Fachtag Wohnen
Wohnbau: ein Erfolgsfaktor für die Region
Eine Wohnung zu haben, ist zwar existenziell, aber nicht für jeden Menschen selbstverständlich. Ausreichender Wohnraum ist aber auch wichtig für die Region Ostwürttemberg, denn er ist ein Erfolgsfaktor und ohne ihn funktioniert eine Volkswirtschaft nicht. Wird nicht investiert, kann der Mangel sogar den Fachkräftemangel verschärfen. Dies ist beim Fachtag Wohnen am, 7. März 2025 in den Räumen der IHK Ostwürttemberg deutlich geworden, bei welchem ausgewiesene Fachleute das Thema von vielen Seiten beleuchtet haben. Sie unterstrichen zugleich eindrucksvoll, wie vielfältig und ideenreich die Bemühungen in Ostwürttemberg sind, für ausreichend Wohnraum zu sorgen und neuen zu schaffen.
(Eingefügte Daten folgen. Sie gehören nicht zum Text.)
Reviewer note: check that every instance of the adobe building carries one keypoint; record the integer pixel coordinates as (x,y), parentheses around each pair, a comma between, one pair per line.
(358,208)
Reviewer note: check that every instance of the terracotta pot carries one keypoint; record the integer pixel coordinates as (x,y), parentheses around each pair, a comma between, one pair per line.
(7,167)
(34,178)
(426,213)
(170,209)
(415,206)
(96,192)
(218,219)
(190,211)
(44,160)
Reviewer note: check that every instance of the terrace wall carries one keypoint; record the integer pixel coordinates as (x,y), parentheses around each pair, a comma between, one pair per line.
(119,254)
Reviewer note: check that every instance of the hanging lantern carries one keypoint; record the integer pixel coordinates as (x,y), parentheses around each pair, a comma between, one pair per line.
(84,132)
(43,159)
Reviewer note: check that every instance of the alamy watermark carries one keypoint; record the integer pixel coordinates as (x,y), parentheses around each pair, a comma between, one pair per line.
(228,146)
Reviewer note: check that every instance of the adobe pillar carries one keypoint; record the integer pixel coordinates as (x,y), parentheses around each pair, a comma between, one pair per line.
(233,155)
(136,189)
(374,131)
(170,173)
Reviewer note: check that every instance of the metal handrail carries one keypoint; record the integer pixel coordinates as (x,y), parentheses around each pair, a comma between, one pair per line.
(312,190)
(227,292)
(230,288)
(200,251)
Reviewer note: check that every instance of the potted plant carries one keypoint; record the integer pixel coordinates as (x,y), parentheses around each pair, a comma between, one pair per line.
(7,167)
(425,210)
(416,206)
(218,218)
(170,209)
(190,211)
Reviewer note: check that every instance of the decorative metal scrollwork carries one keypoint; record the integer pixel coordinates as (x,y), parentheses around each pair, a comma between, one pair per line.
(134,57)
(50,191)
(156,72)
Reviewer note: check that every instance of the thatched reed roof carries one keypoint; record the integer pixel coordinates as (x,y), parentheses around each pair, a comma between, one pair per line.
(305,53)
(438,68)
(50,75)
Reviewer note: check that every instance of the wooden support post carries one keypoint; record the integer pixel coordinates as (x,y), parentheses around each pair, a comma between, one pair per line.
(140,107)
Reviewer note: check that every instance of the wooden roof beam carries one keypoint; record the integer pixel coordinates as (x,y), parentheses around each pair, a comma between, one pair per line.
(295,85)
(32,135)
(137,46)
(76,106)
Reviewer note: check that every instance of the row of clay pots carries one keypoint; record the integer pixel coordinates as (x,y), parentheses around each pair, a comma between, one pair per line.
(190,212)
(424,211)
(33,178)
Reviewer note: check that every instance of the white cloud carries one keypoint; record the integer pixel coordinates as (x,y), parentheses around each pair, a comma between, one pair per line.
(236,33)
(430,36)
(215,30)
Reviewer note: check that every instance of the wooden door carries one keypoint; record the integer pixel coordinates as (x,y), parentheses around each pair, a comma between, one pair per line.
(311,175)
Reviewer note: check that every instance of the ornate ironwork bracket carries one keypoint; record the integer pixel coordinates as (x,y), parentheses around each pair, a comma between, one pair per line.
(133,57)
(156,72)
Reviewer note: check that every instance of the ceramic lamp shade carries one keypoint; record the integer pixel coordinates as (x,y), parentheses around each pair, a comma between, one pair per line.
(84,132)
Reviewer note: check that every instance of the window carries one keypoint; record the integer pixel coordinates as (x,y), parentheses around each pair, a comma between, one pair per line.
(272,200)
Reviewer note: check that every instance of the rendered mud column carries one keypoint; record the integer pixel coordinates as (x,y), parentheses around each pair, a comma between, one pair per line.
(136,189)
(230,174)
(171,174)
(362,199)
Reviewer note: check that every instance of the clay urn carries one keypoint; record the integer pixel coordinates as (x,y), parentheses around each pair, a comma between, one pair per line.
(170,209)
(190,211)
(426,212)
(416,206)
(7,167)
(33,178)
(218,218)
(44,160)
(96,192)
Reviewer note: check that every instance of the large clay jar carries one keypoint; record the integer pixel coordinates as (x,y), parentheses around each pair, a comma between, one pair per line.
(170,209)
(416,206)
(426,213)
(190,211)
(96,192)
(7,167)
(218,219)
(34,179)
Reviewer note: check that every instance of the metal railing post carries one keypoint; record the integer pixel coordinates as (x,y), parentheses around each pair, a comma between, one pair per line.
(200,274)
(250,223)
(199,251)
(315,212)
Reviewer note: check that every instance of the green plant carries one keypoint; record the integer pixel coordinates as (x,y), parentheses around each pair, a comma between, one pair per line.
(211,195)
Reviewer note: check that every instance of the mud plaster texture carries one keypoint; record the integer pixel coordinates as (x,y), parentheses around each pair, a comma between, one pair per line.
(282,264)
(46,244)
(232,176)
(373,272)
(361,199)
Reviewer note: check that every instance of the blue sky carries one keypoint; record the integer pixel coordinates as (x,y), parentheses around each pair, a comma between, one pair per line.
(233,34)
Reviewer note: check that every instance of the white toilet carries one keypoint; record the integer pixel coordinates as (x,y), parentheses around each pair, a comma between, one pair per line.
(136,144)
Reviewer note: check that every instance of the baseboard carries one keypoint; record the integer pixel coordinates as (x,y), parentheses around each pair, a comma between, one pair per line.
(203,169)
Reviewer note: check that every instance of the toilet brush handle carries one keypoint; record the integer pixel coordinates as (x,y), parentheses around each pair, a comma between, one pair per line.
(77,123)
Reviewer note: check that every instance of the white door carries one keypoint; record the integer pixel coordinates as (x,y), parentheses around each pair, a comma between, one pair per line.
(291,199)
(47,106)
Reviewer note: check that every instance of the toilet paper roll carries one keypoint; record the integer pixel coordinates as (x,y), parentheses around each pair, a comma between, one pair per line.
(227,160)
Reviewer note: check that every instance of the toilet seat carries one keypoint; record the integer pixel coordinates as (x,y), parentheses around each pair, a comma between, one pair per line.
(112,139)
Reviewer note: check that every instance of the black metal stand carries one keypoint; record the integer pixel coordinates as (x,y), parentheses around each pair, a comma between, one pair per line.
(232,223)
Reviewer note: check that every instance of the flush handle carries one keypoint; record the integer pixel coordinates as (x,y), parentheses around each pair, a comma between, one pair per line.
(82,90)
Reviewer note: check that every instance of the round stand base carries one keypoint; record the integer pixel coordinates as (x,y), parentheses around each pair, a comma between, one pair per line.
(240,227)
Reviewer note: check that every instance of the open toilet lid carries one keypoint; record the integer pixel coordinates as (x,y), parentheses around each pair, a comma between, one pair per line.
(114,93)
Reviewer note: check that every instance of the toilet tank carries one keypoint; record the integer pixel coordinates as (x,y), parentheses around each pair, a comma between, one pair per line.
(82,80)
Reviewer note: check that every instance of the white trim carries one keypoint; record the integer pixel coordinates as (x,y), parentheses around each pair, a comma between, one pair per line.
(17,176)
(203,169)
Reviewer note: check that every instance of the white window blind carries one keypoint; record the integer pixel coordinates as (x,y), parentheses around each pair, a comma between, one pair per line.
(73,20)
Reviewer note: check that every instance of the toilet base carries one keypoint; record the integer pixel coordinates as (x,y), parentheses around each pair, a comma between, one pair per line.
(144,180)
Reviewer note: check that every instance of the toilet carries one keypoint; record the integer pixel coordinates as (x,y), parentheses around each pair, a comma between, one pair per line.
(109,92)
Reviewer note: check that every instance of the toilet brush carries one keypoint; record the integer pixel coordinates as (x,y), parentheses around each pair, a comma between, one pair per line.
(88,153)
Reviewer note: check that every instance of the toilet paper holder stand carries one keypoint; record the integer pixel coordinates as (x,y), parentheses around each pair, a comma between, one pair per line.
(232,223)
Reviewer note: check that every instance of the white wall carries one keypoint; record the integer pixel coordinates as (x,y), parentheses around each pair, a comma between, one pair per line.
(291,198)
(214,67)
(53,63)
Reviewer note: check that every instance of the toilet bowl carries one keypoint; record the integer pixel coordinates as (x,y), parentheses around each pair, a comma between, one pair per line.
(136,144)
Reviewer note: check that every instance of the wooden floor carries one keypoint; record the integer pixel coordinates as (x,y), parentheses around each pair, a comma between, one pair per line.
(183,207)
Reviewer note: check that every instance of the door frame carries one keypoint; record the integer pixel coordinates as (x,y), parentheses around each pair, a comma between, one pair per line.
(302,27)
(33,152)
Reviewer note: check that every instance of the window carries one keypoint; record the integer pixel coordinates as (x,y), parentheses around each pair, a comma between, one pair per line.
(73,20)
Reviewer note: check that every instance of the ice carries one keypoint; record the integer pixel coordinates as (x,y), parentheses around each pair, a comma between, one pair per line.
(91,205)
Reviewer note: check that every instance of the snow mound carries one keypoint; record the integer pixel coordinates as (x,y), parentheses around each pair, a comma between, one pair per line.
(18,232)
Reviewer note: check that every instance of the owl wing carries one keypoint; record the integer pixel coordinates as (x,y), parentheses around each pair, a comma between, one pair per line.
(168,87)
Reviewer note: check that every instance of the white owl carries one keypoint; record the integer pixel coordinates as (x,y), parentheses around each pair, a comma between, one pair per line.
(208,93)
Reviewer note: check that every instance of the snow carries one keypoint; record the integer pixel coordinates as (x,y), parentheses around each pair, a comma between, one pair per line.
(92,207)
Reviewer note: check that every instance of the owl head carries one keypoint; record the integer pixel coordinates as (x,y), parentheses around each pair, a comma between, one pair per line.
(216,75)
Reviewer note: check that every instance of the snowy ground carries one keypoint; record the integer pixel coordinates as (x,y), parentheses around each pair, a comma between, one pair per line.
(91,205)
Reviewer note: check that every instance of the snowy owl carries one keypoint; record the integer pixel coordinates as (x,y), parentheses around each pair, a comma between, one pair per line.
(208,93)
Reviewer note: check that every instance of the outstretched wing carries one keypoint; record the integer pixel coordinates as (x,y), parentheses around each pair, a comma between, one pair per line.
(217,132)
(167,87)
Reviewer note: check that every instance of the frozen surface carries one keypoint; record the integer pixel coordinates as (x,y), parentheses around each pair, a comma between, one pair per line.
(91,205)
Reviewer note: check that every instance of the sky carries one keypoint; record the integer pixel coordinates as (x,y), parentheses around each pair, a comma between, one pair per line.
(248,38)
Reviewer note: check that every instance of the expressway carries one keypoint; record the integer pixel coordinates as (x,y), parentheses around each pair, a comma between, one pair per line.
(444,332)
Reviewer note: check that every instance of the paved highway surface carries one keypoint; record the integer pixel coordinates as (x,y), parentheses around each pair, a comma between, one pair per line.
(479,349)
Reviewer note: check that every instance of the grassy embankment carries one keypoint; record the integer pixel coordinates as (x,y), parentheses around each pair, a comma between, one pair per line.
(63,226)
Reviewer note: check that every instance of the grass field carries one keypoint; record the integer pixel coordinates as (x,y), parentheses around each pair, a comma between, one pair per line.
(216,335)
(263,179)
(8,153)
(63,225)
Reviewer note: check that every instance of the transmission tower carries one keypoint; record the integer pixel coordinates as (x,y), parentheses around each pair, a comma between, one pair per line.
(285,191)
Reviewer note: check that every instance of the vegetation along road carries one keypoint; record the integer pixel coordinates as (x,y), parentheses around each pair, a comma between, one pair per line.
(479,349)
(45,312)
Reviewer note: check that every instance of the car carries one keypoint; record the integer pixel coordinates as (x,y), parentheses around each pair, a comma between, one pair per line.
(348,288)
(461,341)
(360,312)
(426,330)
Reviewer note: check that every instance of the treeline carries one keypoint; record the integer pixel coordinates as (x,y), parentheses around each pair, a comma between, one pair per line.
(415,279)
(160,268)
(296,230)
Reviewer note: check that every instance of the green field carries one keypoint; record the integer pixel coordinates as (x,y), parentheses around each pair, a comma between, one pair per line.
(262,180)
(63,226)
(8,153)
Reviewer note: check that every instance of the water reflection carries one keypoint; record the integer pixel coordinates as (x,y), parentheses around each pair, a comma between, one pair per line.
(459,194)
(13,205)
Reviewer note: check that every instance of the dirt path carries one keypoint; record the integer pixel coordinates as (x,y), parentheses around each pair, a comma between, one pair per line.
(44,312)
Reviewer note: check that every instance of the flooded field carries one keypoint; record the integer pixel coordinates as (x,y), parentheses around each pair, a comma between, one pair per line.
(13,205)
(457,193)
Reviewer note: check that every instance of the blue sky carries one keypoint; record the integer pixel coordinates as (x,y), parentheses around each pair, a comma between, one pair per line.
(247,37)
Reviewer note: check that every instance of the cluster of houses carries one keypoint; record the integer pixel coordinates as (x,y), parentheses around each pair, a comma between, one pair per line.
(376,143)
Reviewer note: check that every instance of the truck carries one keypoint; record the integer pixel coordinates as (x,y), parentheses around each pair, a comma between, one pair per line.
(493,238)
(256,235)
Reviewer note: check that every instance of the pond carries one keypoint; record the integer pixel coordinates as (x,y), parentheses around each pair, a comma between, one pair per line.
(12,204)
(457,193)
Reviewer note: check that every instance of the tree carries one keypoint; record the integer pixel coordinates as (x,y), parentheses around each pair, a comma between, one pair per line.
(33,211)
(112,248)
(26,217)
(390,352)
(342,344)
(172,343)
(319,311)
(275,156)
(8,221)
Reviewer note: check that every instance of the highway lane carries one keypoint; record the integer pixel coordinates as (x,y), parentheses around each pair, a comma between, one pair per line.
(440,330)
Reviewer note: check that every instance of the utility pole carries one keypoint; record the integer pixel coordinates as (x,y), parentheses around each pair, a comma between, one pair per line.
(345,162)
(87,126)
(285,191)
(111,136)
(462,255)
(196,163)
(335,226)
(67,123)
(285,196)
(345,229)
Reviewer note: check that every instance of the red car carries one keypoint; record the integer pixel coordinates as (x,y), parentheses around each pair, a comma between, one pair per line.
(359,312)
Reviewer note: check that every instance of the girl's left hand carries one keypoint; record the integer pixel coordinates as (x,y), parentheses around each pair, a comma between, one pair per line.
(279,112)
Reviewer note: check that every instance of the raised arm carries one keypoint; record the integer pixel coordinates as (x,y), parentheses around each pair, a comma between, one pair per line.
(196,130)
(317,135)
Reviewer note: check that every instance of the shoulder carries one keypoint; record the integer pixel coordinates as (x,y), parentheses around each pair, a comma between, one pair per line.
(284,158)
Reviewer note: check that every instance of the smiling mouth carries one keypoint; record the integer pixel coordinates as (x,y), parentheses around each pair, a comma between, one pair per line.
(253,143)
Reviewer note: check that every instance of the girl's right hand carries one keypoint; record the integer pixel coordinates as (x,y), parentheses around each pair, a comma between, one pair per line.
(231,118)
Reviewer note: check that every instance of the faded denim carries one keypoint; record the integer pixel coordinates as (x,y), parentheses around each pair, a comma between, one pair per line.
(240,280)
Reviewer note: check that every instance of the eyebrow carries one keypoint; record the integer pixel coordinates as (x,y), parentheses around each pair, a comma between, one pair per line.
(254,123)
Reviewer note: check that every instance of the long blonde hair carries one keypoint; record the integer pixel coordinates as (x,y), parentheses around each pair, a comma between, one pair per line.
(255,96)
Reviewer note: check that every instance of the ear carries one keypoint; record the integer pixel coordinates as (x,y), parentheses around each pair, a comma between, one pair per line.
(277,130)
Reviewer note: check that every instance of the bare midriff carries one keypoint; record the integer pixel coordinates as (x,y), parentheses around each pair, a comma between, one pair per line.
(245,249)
Wohnen, so hieß es schon in der Einladung, ist mehr als ein Ort, es ist ein elementares Grundbedürfnis und ein Menschenrecht. Es ist der Ausgangspunkt für ein erfülltes Leben, für Begegnungen und ein starkes Gemeinschaftsgefühl. Dass es sich dabei auch um einen Erfolgsfaktor handelt, habe die IHK Ostwürttemberg erkannt. Neben guten Arbeitsplätzen brauche es für Fachkräfte auch Wohnraum und deswegen habe sie vor über zwei Jahren eine 18 Punkte umfassende Initiative „Wohnraum jetzt!“ zusammen mit den Landräten und den Oberbürgermeistern gestartet, unterstrich Hauptgeschäftsführer Thilo Rentschler im Gespräch mit Dr. Andreja Benkovic, die zusammen mit Sarah Wörz, Referentin für Wohnungsbau und Immobilienwirtschaft bei der IHK Ostwürttemberg, den Fachtag moderierte.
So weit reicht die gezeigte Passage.